Die vom serbischen Parlament verabschiedete Kosovo-Deklaration hat mit der Realität in der ehemaligen serbischen Provinz wenig zu tun. Die Parlamentarier in Belgrad geben sich Illusionen hin, wenn sie glauben, es werde eines Tages alles wieder so sein, wie es einmal war. In der Deklaration wird der Eindruck erweckt, dass die staatliche Souveränität Serbiens über Kosovo wiederhergestellt wird, sobald die Uno-Übergangsverwaltung die Bedingungen dafür geschaffen hat. Doch wird die Herrschaft Belgrads wohl nie mehr bis nach Kosovo reichen.

In dem Dokument wird festgehalten, dass Kosovo ein unabtrennbarer Teil Serbiens ist und bleiben muss – eine Forderung, die auch in der neuen serbischen Verfassung verankert werden soll. Natürlich ist auch die Rede von einer «substanziellen Autonomie». Sie wird aber schon dadurch entwertet, dass sie praktisch auf die gleiche Stufe gestellt wird wie die Autonomie der früheren und heutigen serbischen Provinz Vojvodina, ungeachtet der in keiner Weise vergleichbaren historischen und politischen Verhältnisse.
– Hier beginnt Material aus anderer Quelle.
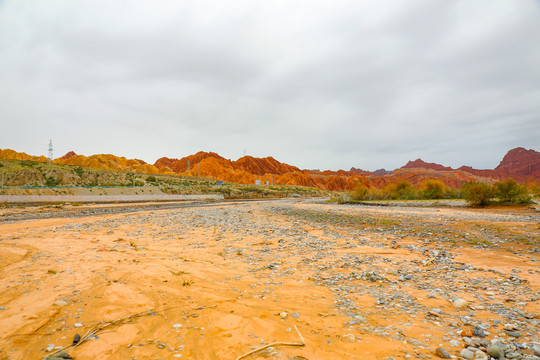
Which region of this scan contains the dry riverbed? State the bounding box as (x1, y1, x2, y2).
(0, 199, 539, 360)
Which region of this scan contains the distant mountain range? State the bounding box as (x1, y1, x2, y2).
(0, 147, 538, 191)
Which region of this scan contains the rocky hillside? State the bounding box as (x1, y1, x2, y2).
(0, 147, 537, 191)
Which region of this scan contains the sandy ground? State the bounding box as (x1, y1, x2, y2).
(0, 199, 538, 360)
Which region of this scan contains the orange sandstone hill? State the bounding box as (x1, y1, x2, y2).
(0, 147, 537, 191)
(54, 153, 165, 174)
(0, 148, 48, 163)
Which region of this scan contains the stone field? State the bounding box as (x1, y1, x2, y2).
(0, 198, 538, 360)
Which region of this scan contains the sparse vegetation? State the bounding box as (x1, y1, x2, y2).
(419, 179, 446, 199)
(352, 182, 369, 200)
(171, 270, 189, 276)
(493, 179, 531, 204)
(461, 181, 493, 207)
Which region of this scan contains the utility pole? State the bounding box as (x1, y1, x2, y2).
(48, 140, 53, 161)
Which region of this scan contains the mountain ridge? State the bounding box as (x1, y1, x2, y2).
(0, 147, 537, 190)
Die Rückkehr der von albanischen Extremisten vertriebenen oder geflohenen Serben und die Wiederherstellung eines, wie nun auch in Belgrad immer betont wird, multiethnischen Kosovo werden in dem Dokument als Bedingungen für die Aufnahme von Gesprächen über den künftigen Status der Provinz genannt. Bisher sind allerdings erst wenige Serben zurückgekehrt. Das liegt auch an den albanischen Extremisten, die vor keinen Mitteln zurückschrecken, um die Serben von der Rückkehr abzuhalten. Doch zeigt sich immer mehr, dass die Statusfrage nicht endlos auf die lange Bank geschoben werden kann. Der politische Schwebezustand erschwert den Aufbau staatlicher Institutionen und behindert die Wirtschaftsentwicklung.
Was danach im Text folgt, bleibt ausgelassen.